Il y a là un véritable phénomène de solitude, et de solitude concentrée, parce que la vraie solitude, ce serait la solitude sans radio, sans rien. Mais, étant donné que nous avons la radio, nous sommes à peu près comme les hommes de la philosophie moderne : nous avons l’impression d’être seuls, et cependant le monde fait parvenir jusqu’à nous sa rumeur. Nous sommes donc à la fois seuls et occupés, distraits et intéressés à un monde présent autour de nous.
Que sortira-t-il de cet état de choses ? Telle est la question.
Supposons que, après un développement de la radio qui permet à chacun d’avoir son poste, qui permet à chacun ou à un très grand nombre d’acquérir les connaissances nécessaires pour se servir de ce poste de la meilleure façon, c’est-à-dire de connaître à la fois ce qu’il faut de langues, ce qu’il faut de politique, de science et d’intellectualité pour tirer le maximum de ce qu’un poste de radio peut dire au hasard des émissions ; supposons qu’à côté de ces postes récepteurs nous ayons aussi des postes émetteurs. Chacun chez soi, c’est-à-dire dans sa solitude, pourra non seulement écouter la rumeur du monde entier, c’est-à-dire s’intéresser à tout ce qui se passe, mais pourra aussi parler au monde entier. Chacun pourra, de très loin, dans une sorte d’absence, appeler n’importe qui dans le monde et lui répondre s’il en a envie.
Et alors régnera une sorte de bruit terrible dans le monde entier. La vie entière sera occupée par la radio. Il n’y aura pas assez d’heures par jour pour écouter tout ce qu’il y aura à écouter dans les postes de radio ; et en plus, dans les intervalles, chacun pourra dire ce qu’il a à dire, et dire ce qu’il a à dire de la meilleure façon possible, parce que, lorsque nous écrivons, nous sortons de nous-mêmes, nous sommes obligés de faire un effort, nous sommes obligés de nous déplacer. Autrefois, on était obligé de se déplacer pour écouter un concert ou voir une personne. Le fait de s’asseoir à sa table, de prendre un stylo, d’avoir cette distance entre l’esprit qui a conçu quelque chose et le papier sur lequel il faut l’inscrire est un déplacement, tandis qu’avec un poste émetteur, on imagine très bien les individus chez eux, bien au chaud, en plein dans leur rêverie, appelant tout près d’eux, dans leur intimité, d’autres individus au moment où ça leur « chante », comme on dit, simplement par la parole : probablement ne seront-ils pas obligés de manier des manettes, mais pourront-ils simplement commencer à parler, comme s’ils avaient quelqu’un avec eux.
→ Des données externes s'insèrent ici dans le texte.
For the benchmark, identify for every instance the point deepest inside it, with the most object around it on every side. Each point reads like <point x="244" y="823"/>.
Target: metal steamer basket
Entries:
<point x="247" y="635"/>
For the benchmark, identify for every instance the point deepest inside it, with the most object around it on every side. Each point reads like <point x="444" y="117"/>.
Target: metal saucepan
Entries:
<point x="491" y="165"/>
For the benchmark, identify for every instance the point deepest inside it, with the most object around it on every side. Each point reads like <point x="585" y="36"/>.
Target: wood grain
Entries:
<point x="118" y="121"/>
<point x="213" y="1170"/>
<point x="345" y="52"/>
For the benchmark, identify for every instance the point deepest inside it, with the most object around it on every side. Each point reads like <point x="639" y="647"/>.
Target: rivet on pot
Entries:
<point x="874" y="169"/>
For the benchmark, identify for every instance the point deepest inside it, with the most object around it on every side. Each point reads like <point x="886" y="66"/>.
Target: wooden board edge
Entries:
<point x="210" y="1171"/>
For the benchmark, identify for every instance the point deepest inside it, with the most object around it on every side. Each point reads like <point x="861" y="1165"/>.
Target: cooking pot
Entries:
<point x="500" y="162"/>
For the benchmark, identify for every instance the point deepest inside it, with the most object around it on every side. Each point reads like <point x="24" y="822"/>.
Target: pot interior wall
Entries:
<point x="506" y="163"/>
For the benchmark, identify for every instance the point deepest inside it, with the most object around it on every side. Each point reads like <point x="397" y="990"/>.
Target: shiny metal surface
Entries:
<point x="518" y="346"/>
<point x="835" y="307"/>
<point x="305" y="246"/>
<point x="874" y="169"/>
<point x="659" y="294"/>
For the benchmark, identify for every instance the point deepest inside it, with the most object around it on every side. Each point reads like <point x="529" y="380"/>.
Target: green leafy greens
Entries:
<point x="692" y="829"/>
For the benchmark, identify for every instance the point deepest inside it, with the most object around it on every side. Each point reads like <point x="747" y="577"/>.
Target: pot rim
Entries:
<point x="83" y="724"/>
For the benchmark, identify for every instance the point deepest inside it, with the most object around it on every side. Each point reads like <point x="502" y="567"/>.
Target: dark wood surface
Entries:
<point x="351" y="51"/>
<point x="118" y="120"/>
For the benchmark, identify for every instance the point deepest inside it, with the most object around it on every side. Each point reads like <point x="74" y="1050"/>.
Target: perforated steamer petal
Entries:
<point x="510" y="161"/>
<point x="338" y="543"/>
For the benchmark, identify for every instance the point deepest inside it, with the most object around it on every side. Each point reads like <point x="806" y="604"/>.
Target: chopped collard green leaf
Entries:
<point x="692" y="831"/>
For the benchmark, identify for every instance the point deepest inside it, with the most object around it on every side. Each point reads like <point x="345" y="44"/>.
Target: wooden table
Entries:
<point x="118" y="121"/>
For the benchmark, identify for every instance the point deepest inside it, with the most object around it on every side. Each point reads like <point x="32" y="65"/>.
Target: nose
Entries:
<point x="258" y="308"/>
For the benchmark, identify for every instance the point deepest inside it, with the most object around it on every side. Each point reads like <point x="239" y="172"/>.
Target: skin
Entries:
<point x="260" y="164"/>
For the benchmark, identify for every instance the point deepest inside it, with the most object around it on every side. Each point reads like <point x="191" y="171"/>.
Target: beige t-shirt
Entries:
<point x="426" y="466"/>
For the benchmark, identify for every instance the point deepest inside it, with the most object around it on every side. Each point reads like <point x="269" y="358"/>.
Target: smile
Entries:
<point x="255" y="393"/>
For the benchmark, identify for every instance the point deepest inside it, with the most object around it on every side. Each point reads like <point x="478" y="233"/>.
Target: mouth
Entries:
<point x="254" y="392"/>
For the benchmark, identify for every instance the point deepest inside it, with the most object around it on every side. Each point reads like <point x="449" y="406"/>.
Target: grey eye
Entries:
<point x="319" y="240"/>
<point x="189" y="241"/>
Alors, pourquoi ne pas imaginer qu’il y aura des hommes qui, simplement, comme autrefois on attendait (comme disaient les paysans, on « espérait »), écouteront tout ce qui viendra du monde, parleront au monde et lui diront tout ce qu’ils ont à dire, jusqu’au moment peut-être où ils entendront une voix qui répondra ?
C’est une sorte de civilisation qu’on pourrait presque appeler primitive, puisqu’il n’y aura plus toute cette vie de société par laquelle les hommes sont tous demi-présents les uns aux autres. Il y aura dans cette solitude une sorte d’appel plus pressant, plus vrai, et peut-être une possibilité de réponse venant de loin, d’un endroit où la personne qui parle n’aurait peut-être pu aller.
C’est en cela qu’il existe peut-être dans la radio la possibilité d’une sorte de nouvelle civilisation ou de nouvelle littérature, c’est-à-dire la littérature qui accepterait ce qu’il y a d’absence en elle, qui n’aurait pas besoin de faire d’effort, cet effort dans lequel est contenu la rhétorique, la littérature qui serait plus proche de l’inspiration, qui n’aurait pas besoin de se soumettre à des règles d’expression qui font qu’il faut dire une chose avant une autre, selon un ordre qu’il est nécessaire de calculer pour que les gens vous comprennent ou vous suivent, mais qui se laisserait aller beaucoup plus à une sorte d’inspiration spontanée, de rêve naturel. Sans omettre le ton de la voix, ce qu’aucun livre ne peut ajouter, même avec la meilleure perfection du style.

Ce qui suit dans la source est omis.